The legality of staking crypto in an SMSF is a complex issue that is still being debated. There is no clear consensus on whether or not it is legal, and the answer may depend on the specific circumstances of the SMSF. Many Crypto Exchanges locally have taken proactive steps and reduced the option to stake while the ATO and ASIC make a definitive decision on where it stands.
To fully understand how staking may be prohibited by the Act its important to understand the difference between off and on chain staking. As the two vary greatly from a custody standpoint.
On-chain staking is the process of locking up your cryptocurrency tokens on the blockchain network itself. This means that your tokens are held in a secure wallet on the blockchain, and you can participate in the consensus mechanism to help secure the network.

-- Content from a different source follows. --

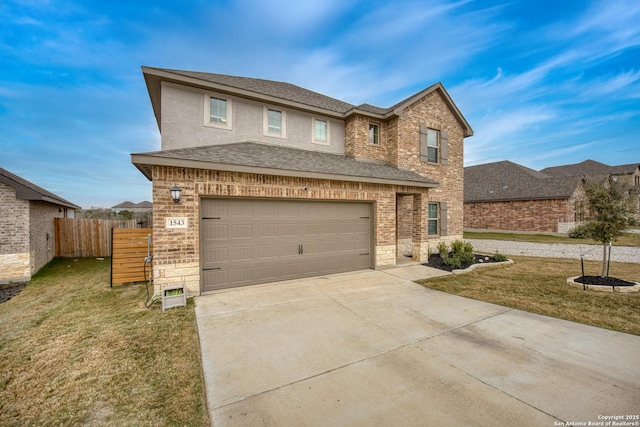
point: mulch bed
(10, 290)
(436, 261)
(603, 281)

In return for staking your tokens, you will earn rewards, typically in the form of more tokens. Due to this process potentially being deemed as a financial product it could be assumed that this form of staking is prohibited under the act.
Off-chain staking is the process of locking up your cryptocurrency tokens in a third-party platform or service. This means that your tokens are not held on the blockchain itself, but rather on the platform or service’s servers. In return for staking your tokens, you will earn rewards, typically in the form of more tokens or other cryptocurrencies. Many consider this as a form of ‘lending’ and would subsequently be potentially prohibited under the Act.
Feature | On-chain staking | Off-chain staking |
---|---|---|
Location of tokens | On the blockchain | Off the blockchain |
Security | Can be More secure (Never fully secure) | Less secure |
Flexibility | Less flexible | More flexible |
Rewards | Typically more rewards | Typically less rewards |
Some people argue that staking crypto is a form of lending, and that it is therefore prohibited for SMSFs. This is because the Superannuation Industry (Supervision) Act 1993 (SIS Act) prohibits SMSFs from lending money to anyone other than a member of the fund. Understanding this part of the Act and how it would relate to off-chain staking it could be assumed that this is prohibited under the Act.
Others argue that staking crypto is not a form of lending, and that it is therefore legal for SMSFs to engage in. This is because staking does not involve the transfer of ownership of the crypto assets, and it does not involve the SMSF providing any financial assistance to another party.
The Australian Taxation Office (ATO) has not yet issued any guidance on the legality of staking crypto in an SMSF. However, in a 2022 blog post, the ATO stated that “the provision of financial services by an SMSF is generally prohibited unless the SMSF is licensed to provide financial services.” This suggests that the ATO may view staking crypto as a form of financial services, and that it may therefore be illegal for SMSFs to engage in.
However, it is important to note that the ATO’s blog post does not specifically mention staking crypto. It is possible that the ATO would take a different view if the staking was conducted on an off-chain platform. Off-chain staking platforms do not involve the transfer of ownership of the crypto assets, and they may therefore be less likely to be considered as a form of financial services, that aside the ownership of the crypto asset needs to be validated.
Ultimately, the legality of staking crypto in an SMSF is a complex issue that is still being debated. If you are considering staking crypto in an SMSF, you should seek professional advice to ensure that you are compliant with the law. In addition the questions raised above are valuable when speaking with your SMSF professional.
Disclaimer: The information provided in this answer is not financial advice. You should always consult with a financial advisor before making any investment decisions.